• Satanic_Mills [comrade/them]
    ·
    9 months ago

    The Welsh identity has always been separate to the English and only ever weakly subsumed under the British identity.

    They have their own language & their own separate cultural heritage, particularly focused on public performance of music and poetry. After incorporation into England a distinct Welsh sensibility was maintained through religion with the high numbers of non-conforming protestant churches inside Wales staying formally and doctrinally separate from the Church of England. There has been no established state Church in Wales for over 100 years at this point.

    The process of state formation in Britain involved a conscious and continuous effort to denigrate the Welsh language & promote the Church of England as with similar processes in Ireland.

    If this does not constitute a separate ethnicity then the Irish, the Finns, the Sami, the Basque & even the Hungarians are not separate ethnicities than the capitals that used to or still do rule over them.

    Hell, are the English even really separate to the French?

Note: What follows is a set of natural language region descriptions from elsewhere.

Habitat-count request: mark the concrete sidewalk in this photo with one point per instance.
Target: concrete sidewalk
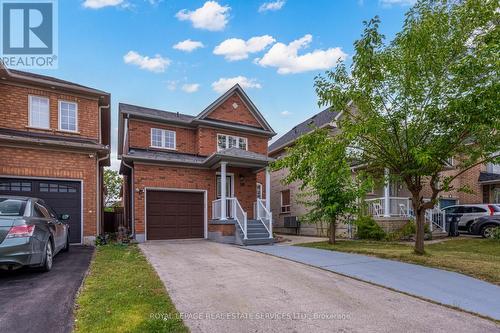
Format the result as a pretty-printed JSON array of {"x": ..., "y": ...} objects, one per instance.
[{"x": 437, "y": 285}]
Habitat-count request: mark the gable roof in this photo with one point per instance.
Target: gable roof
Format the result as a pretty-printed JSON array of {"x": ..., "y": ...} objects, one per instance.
[
  {"x": 244, "y": 97},
  {"x": 321, "y": 119}
]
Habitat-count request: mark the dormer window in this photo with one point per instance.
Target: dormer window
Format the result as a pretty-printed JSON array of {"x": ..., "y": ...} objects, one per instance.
[
  {"x": 161, "y": 138},
  {"x": 229, "y": 141}
]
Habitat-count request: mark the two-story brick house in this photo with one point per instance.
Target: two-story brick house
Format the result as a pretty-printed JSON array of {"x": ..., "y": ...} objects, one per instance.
[
  {"x": 54, "y": 143},
  {"x": 196, "y": 176}
]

Are we all actually Anglos because we've grown up under modern capitalism?

    • Awoo [she/her]
      ·
      9 months ago

      If this does not constitute a separate ethnicity then the Irish, the Finns, the Sami, the Basque & even the Hungarians are not separate ethnicities than the capitals that used to or still do rule over them.

      Lack of shared language?

      Are we all actually Anglos because we've grown up under modern capitalism?

      "The European Garden"

      • Satanic_Mills [comrade/them]
        ·
        9 months ago

        All the examples I gave have elites speaking a common language, be it Swedish, Castilian Spanish or Austrian German: in the same way Welsh, Gaelic and Irish elites spoke English while their subjects spoke their native languages prior to the process of state formation from the 18th century onwards.

        Hence by this schema there is no English ethnicity prior to the modern era as the elites all spoke French and were part of the shared common cultural history; which is why I am dubious about the analytical value of this framing.